Now Bolton was so close to being free and seeing his family again. The next morning, a bright Wednesday in April, he was already dressed in his street clothes and cleared to go when the woman processing his paperwork stopped him.

"The lady said, 'Hold on, you can't go anywhere,'" Bolton remembered in a recent phone call.

Confused, he asked her what was going on, he recalled. There was a warrant out for his arrest for incidents in 2020, she explained gruffly. But that was impossible. He'd been in jail at the time, awaiting his prison stint.
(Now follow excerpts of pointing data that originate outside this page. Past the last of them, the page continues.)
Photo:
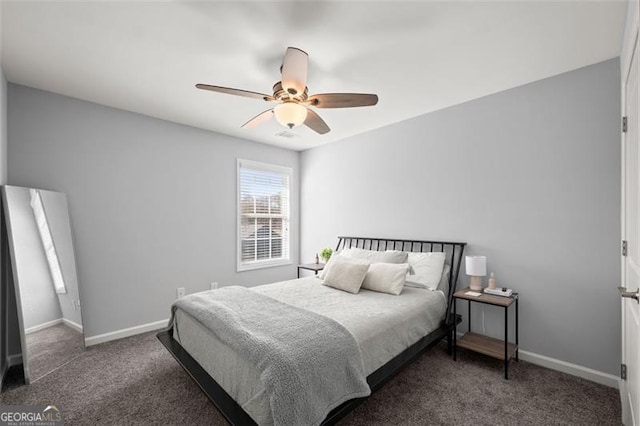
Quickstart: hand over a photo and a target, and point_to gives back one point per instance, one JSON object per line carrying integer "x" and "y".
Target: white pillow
{"x": 426, "y": 268}
{"x": 420, "y": 282}
{"x": 374, "y": 256}
{"x": 339, "y": 257}
{"x": 346, "y": 276}
{"x": 386, "y": 277}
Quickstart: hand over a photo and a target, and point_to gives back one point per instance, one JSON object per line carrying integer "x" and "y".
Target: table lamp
{"x": 476, "y": 267}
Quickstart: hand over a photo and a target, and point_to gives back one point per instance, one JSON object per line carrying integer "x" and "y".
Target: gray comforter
{"x": 308, "y": 363}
Guards loaded Bolton into a van, then drove an hour and a half south to deposit him in Alachua County Jail.

There, he found out what he'd done wrong.

He'd voted.

In 2018, Florida voters overwhelmingly passed Amendment 4, in a historic ballot initiative that restored the right to vote to most state residents with felony convictions. Until then, Florida had been one of only four states — the others were Iowa, Kentucky and Virginia — where people who had committed felonies needed to petition the governor to have their voting rights restored. It was a grim legacy of 19th-century laws passed after the 15th Amendment granted African American men the right to vote.

Supporters applauded the law as restoring voting rights to what experts estimate is over 1 million people in Florida, about 5% of the population of the state.

But the state's dominant Republican lawmakers quickly installed a financial hurdle to those new rights. The following year, they passed a law to clarify that people convicted of felonies could only vote if they first paid off any money they owed for committing their crimes. The penalty for registering or voting without doing so: a felony charge for voter fraud.

On the surface, the mandate seemed reasonable: Even advocates for Amendment 4 agreed that requiring paying off fines and restitution to victims was just. In Florida, however, that task proved a sometimes insurmountable challenge — one that disproportionately hit Black people. Florida has no centralized database to allow people to figure out what legal financial obligations they owe to the state. Instead, its 67 counties and various state agencies each maintain their own databases. The state also does not track information for federal or out-of-state convictions, which people are also required to pay off before voting.

On top of the fines and restitution, Florida layers on court fees that can run into the hundreds of dollars. Together, a voter's debt can run into the thousands, a financial hole that some may never climb out of.

"That's kind of the bottom line of the absurdity of this — it's Kafkaesque," said Dan Smith, chair of the political science department at the University of Florida. "It's very troubling that we would have state attorneys prosecuting individuals who did not know their status, and there was no way for them to determine their status."..........

This should be patently unconstitutional and a violation of the victim's rights. Yet another example of Republican faux freedom.